Consider a problem where you are working on a machine learning classification problem. You get an accuracy of 98% and you are very happy. But that happiness doesn’t last long when you look at the confusion matrix and realize that majority class is 98% of the total data and all examples are classified as majority class. Welcome to the real world of imbalanced data sets!!
Some of the well-known examples of imbalanced data sets are
1 – Fraud detection: where number of fraud cases could be much smaller than non-fraudulent transactions.
2- Prediction of disputed / delayed invoices: where the problem is to predict default / disputed invoices.

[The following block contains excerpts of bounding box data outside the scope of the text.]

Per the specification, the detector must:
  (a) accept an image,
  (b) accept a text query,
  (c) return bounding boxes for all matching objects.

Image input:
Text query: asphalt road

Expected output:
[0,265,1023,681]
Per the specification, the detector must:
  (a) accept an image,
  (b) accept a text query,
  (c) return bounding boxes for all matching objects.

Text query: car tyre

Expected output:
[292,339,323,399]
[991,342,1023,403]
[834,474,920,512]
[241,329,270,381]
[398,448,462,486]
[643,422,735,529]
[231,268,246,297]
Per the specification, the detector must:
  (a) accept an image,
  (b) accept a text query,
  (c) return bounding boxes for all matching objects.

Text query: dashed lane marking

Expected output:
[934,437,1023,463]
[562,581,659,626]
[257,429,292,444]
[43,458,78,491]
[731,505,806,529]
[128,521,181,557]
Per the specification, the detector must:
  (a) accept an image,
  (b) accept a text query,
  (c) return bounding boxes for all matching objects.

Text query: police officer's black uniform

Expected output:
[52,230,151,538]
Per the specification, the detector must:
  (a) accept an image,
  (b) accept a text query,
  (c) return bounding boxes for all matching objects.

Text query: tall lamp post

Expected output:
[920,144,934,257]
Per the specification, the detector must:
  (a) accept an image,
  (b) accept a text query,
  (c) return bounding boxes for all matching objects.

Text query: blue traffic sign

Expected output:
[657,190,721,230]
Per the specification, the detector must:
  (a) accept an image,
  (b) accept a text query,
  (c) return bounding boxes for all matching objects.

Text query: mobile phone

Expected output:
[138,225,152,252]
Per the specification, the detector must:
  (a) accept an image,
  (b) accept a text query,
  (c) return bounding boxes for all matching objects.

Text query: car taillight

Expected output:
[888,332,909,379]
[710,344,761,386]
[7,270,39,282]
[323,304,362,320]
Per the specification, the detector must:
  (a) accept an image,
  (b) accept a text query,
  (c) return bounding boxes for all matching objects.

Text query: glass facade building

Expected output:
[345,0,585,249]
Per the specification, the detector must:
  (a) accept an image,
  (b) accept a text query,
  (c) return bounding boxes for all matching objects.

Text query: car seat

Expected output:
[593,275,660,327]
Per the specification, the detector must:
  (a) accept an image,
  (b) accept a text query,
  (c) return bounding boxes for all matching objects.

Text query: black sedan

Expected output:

3- Predictive maintenance data sets, etc
In all the above examples, the cost of mis-classifying minority class could very high. That means, if I am not able to identify the fraud cases correctly, the model won’t be useful.
There are multiple ways of handling unbalanced data sets. Some of them are : collecting more data, trying out different ML algorithms, modifying class weights, penalizing the models, using anomaly detection techniques, oversampling and under sampling techniques etc.
I am focusing mainly on SMOTE based oversampling techniques in this article. As a data scientist you might not have direct control over collection of more data which might need various approvals from client, top management and could also take more time etc. Also, applying class weights or too much parameter tuning can lead to overfitting. Undersampling technique can lead to loss of important information. But that might not be the case with oversampling techniques. Oversampling methods can be easily tried and embedded in your framework.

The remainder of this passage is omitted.